The £2.9 billion is new in that it is drawn from the rising aid budget. Part of the £1.5 billion to which I have referred relates to the fiscal years 2011-12 and 2012-13. That is included in the figure of £2.9 billion. Funding for years three and four of the spending review period represents a further commitment of resources for climate finance. The hon. Gentleman may like more detail on that, and I would be more than happy to correspond with him if any further clarification is necessary.
Such figures demonstrate the UK’s commitment to scaling-up climate finance to meet its fair share of the $100 billion of public and private international finance per year from 2020. We welcome the recent report from the UN Secretary-General’s advisory group on climate finance, which makes a number of recommendations on how to meet the $100 billion goal. We look to make good progress in implementing its recommendations.
We need things to happen now, and that is why we call for international bodies such as the United Nations framework convention on climate change, international financial institutions, the International Civil Aviation Organisation, the G20, and others, to take action in their areas on the back of the report, so that we can deliver progress at Cancun with a view to producing concrete proposals by the time of the climate change negotiations in South Africa next year. It is clear that public finance alone is not enough; we also need to mobilise private investment. That is why we have launched the capital markets climate initiative to help create the right commercial conditions to drive economic investment in emerging economies.

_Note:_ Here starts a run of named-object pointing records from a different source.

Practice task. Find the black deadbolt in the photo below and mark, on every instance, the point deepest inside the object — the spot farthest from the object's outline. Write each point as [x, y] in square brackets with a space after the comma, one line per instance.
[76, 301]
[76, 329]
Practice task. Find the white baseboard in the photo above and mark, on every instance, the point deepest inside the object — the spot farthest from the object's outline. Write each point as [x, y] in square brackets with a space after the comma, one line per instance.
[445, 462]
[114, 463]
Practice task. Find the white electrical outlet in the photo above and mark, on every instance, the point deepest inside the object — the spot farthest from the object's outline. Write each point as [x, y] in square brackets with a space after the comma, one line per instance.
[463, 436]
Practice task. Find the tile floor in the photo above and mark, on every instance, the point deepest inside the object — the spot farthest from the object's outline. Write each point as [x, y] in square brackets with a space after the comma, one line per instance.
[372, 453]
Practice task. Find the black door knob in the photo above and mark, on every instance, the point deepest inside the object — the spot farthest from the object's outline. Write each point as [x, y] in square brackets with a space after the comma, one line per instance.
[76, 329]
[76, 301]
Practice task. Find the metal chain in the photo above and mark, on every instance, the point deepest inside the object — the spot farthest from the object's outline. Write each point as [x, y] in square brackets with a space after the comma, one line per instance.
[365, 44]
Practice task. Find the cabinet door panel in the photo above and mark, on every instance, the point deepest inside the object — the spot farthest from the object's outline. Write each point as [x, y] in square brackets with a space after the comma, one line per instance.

The fast-start programme has been mentioned. As I have said, the United Kingdom will provide £2.9 billion through the new international climate fund and the spending review to help developing countries to adapt to the impact of climate change and move to a low-carbon growth path. That fully funds the UK’s commitment to deliver £1.5 billion in fast-start finance between 2010 and 2012. My hon. Friend the Member for Richmond Park asked about the importance of bilateral agreement. We are absolutely clear that any action must be taken through bilateral and multilateral discussions. It will be a priority to deploy some of the finance to tackle deforestation.
The Minister of State, Department of Energy and Climate Change, my hon. Friend the Member for Bexhill and Battle (Gregory Barker), who leads on these matters in the Department, is talking to some of his international counterparts at this moment, which is why I have been standing in for him and responding to the debate. I hope that I have been able to reassure my hon. Friends and the Opposition Members who spoke that this is a matter of profound importance to the Government and we are determined to continue to make progress.